= Decoded neurofeedback =

Decoded Neurofeedback (DecNef) is the process of inducing knowledge in a subject by increasing neural activation in predetermined regions in the brain, such as the visual cortex. This is achieved by measuring neural activity in these regions via functional magnetic resonance imaging (fMRI), comparing this to the ideal pattern of neural activation in these regions (for the intended purpose), and giving subjects feedback on how close their current pattern of neural activity is to the ideal pattern. Without explicit knowledge of what they are supposed to be doing or thinking about, over time participants learn to induce this ideal pattern of neural activation. Corresponding to this, their 'knowledge' or way of thinking has been found to change accordingly.

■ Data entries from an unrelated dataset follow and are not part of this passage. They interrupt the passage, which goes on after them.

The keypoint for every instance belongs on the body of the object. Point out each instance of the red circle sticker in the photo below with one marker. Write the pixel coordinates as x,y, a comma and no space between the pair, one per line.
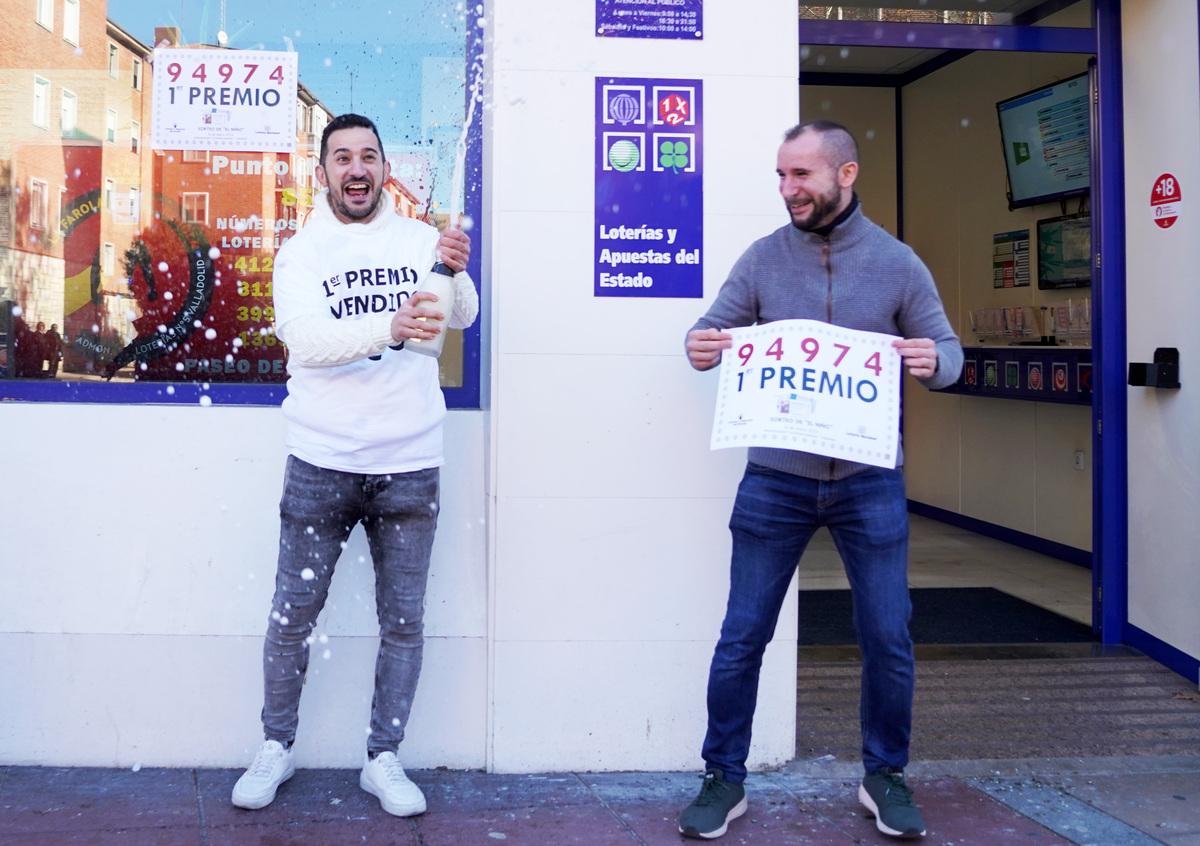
1165,201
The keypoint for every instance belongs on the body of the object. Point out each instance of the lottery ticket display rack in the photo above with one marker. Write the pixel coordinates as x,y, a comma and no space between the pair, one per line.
1060,375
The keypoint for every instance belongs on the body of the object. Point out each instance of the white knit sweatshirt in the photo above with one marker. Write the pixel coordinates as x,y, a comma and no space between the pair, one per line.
354,403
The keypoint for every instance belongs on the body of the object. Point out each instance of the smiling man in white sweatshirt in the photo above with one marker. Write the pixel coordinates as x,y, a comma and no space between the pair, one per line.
364,435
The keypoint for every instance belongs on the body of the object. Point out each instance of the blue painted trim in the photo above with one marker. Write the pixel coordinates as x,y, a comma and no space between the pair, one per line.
1162,652
948,36
1042,12
143,393
1110,481
1041,545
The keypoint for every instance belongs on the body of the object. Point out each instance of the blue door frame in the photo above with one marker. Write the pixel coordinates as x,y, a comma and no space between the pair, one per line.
1109,419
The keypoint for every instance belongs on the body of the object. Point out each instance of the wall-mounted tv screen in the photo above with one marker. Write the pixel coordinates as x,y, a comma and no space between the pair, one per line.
1065,251
1047,137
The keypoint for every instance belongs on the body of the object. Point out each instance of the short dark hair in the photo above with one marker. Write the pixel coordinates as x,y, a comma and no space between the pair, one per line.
838,142
346,121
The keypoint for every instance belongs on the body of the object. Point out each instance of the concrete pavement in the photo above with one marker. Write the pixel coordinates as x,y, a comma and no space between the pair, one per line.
1107,802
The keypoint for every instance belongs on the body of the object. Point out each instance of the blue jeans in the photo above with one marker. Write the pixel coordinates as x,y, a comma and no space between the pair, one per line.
319,508
774,517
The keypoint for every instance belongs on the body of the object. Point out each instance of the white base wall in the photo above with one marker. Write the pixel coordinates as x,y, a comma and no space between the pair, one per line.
138,567
1161,43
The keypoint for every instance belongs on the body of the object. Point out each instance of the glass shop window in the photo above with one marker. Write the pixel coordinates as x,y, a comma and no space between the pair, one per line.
157,262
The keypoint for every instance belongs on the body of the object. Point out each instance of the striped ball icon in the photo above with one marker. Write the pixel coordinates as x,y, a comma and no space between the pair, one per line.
624,155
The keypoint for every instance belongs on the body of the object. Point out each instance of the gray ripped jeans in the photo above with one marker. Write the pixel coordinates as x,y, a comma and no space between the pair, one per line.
317,513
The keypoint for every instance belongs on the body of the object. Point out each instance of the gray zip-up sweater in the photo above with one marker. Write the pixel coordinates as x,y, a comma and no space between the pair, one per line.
859,277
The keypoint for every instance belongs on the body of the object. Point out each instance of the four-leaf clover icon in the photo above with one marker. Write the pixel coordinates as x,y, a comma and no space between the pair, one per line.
673,155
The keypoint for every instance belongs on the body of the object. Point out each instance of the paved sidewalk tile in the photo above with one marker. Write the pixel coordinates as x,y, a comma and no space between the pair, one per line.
1163,805
63,801
954,813
571,826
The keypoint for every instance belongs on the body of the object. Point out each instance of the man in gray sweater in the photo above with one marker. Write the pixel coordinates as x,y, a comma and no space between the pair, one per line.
831,264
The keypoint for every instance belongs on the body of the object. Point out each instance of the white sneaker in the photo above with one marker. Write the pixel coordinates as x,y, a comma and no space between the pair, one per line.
273,766
384,778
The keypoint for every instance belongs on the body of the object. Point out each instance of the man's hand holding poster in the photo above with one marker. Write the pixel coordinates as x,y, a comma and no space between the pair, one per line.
810,387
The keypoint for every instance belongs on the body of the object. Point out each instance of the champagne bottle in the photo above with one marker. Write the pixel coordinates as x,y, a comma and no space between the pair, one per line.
439,282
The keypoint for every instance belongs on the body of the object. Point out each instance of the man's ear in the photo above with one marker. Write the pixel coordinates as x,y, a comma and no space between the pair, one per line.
847,173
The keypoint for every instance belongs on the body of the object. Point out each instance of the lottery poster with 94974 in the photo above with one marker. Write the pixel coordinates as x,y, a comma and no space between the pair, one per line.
810,387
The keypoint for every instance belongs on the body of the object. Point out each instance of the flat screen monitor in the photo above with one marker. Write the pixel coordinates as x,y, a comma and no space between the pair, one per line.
1047,137
1065,251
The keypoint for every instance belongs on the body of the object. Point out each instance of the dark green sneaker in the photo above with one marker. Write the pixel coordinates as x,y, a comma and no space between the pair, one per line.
889,799
709,813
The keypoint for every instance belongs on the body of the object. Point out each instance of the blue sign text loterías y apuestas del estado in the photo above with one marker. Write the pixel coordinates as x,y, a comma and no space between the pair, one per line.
649,199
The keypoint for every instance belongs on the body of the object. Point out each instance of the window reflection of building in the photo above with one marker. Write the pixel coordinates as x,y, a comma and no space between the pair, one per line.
195,205
55,166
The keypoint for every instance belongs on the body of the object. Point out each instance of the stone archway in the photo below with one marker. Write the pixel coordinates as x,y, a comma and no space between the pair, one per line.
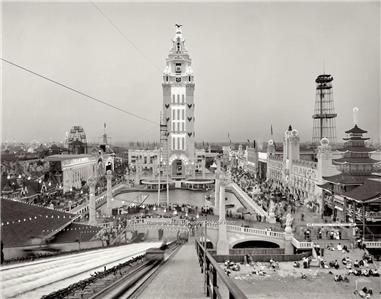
255,244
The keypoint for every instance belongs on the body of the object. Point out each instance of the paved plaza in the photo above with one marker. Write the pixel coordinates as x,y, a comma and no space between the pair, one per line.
286,282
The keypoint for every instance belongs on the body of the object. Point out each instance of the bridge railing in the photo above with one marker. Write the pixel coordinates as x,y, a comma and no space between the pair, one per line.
372,244
215,274
250,230
302,245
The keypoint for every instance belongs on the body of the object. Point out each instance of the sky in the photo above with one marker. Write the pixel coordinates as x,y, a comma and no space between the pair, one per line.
255,66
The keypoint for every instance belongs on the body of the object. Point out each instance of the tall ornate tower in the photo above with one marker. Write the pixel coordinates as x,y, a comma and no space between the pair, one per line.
178,108
324,124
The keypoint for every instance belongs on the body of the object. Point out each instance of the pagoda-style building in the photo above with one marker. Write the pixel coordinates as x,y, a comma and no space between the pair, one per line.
354,195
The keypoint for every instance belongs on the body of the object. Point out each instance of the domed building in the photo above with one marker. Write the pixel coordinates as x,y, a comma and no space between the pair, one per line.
76,141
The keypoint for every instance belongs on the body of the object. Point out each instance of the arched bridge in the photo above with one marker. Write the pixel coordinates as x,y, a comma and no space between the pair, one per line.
235,234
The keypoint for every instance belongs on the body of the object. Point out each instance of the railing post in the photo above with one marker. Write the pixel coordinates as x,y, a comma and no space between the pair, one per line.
214,283
207,278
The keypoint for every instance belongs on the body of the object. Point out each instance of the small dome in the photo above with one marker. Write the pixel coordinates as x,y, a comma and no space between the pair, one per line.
324,141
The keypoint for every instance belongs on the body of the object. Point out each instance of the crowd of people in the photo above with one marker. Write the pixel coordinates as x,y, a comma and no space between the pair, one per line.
270,196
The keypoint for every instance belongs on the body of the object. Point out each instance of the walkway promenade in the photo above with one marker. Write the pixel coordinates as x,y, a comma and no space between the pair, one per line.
180,277
248,201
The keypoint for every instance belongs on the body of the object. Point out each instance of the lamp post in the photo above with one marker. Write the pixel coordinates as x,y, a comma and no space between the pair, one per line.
204,263
159,185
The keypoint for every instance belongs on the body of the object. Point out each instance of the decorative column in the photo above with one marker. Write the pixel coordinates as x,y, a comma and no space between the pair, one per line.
92,210
217,192
288,235
222,243
203,167
109,193
137,177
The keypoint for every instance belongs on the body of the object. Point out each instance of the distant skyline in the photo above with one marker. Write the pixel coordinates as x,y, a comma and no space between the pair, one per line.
254,64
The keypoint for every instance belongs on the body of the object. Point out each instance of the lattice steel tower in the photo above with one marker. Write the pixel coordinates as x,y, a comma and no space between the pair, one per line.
324,123
163,140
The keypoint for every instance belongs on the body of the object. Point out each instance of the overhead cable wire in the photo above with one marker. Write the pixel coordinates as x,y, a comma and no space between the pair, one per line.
125,37
78,92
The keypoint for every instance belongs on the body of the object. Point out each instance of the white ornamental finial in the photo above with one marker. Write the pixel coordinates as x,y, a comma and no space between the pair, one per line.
355,115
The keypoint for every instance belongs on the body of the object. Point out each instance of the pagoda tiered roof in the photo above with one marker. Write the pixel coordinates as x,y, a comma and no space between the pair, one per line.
356,130
355,160
356,149
370,190
345,179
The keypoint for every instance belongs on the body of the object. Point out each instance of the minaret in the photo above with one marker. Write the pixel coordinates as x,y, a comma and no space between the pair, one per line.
178,107
324,124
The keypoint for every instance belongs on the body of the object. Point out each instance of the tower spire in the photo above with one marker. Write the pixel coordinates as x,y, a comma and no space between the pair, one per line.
355,115
324,124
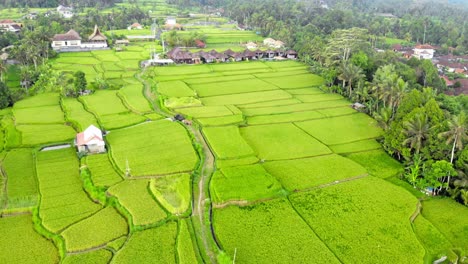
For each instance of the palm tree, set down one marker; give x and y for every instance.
(350, 73)
(3, 70)
(417, 130)
(457, 133)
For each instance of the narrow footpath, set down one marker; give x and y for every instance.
(200, 207)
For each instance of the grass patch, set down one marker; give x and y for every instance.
(102, 172)
(245, 98)
(363, 220)
(149, 245)
(34, 135)
(173, 192)
(22, 187)
(63, 200)
(282, 141)
(153, 148)
(97, 230)
(232, 87)
(19, 243)
(175, 89)
(227, 142)
(270, 232)
(345, 129)
(378, 163)
(135, 197)
(243, 183)
(301, 174)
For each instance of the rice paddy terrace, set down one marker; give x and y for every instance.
(272, 170)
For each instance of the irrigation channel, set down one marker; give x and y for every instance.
(201, 204)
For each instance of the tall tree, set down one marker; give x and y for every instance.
(417, 131)
(349, 74)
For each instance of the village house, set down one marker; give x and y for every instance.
(90, 141)
(10, 26)
(424, 52)
(135, 26)
(171, 21)
(65, 11)
(251, 45)
(180, 56)
(71, 41)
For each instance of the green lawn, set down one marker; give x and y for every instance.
(363, 221)
(63, 200)
(135, 197)
(243, 183)
(300, 174)
(153, 148)
(22, 187)
(19, 243)
(282, 141)
(227, 142)
(156, 244)
(97, 230)
(270, 232)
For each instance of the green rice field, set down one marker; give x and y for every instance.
(267, 169)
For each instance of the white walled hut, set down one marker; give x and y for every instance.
(90, 141)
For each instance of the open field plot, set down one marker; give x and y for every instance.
(236, 162)
(33, 135)
(104, 103)
(318, 98)
(120, 120)
(96, 230)
(21, 187)
(19, 243)
(345, 129)
(282, 141)
(182, 70)
(180, 102)
(357, 146)
(435, 243)
(153, 148)
(363, 220)
(442, 211)
(243, 183)
(175, 89)
(300, 107)
(45, 99)
(377, 162)
(75, 111)
(239, 66)
(283, 118)
(97, 256)
(301, 174)
(232, 87)
(102, 171)
(185, 246)
(173, 192)
(218, 79)
(39, 115)
(252, 97)
(206, 111)
(296, 81)
(227, 142)
(135, 196)
(63, 200)
(156, 244)
(269, 232)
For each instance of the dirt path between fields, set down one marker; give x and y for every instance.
(200, 197)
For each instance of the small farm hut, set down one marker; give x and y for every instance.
(90, 141)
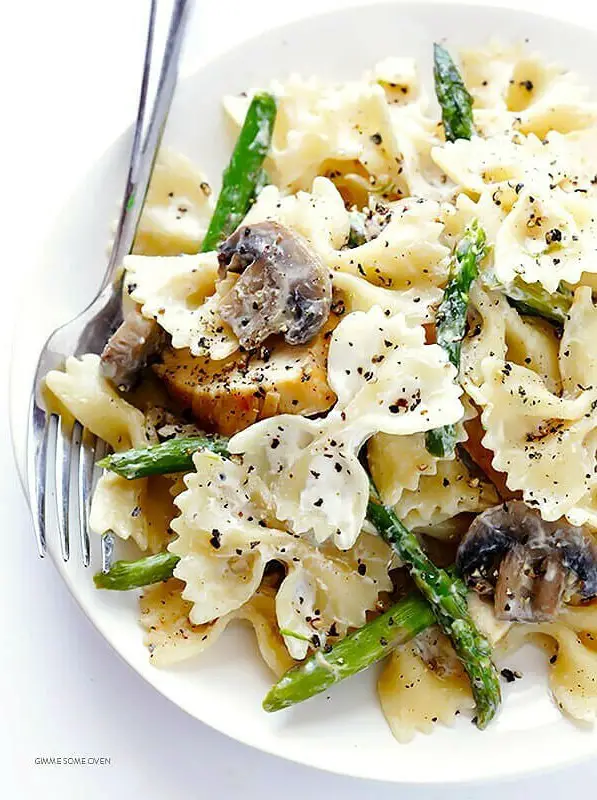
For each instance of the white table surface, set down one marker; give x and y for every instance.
(63, 691)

Experiments conducted in 2011 at Boston University (BU) and ATR Computational Neuroscience Laboratories in Kyoto, Japan demonstrated that volunteers were able to quickly solve complex visual puzzles they had not previously had exposure to. They did so by receiving the brain patterns of other volunteers who had already learned to solve the puzzles through trial and error methods.

Neurofeedback, commonly referred to as EEG biofeedback, is a real-time method of measuring and adjusting brain activity such that the brain is rewarded at the appropriate time. This non-pharmaceutical approach to treating a variety of diseases, such as anxiety, ADHD, and depression, is based on notions of neuroplasticity and learning. Neurofeedback is used by Neuroperforma to assist patients in reaching their utmost wellbeing.

The research has far-reaching implications for treating patients with various learning disabilities, mental illness, memory problems, and motor functionality impairments.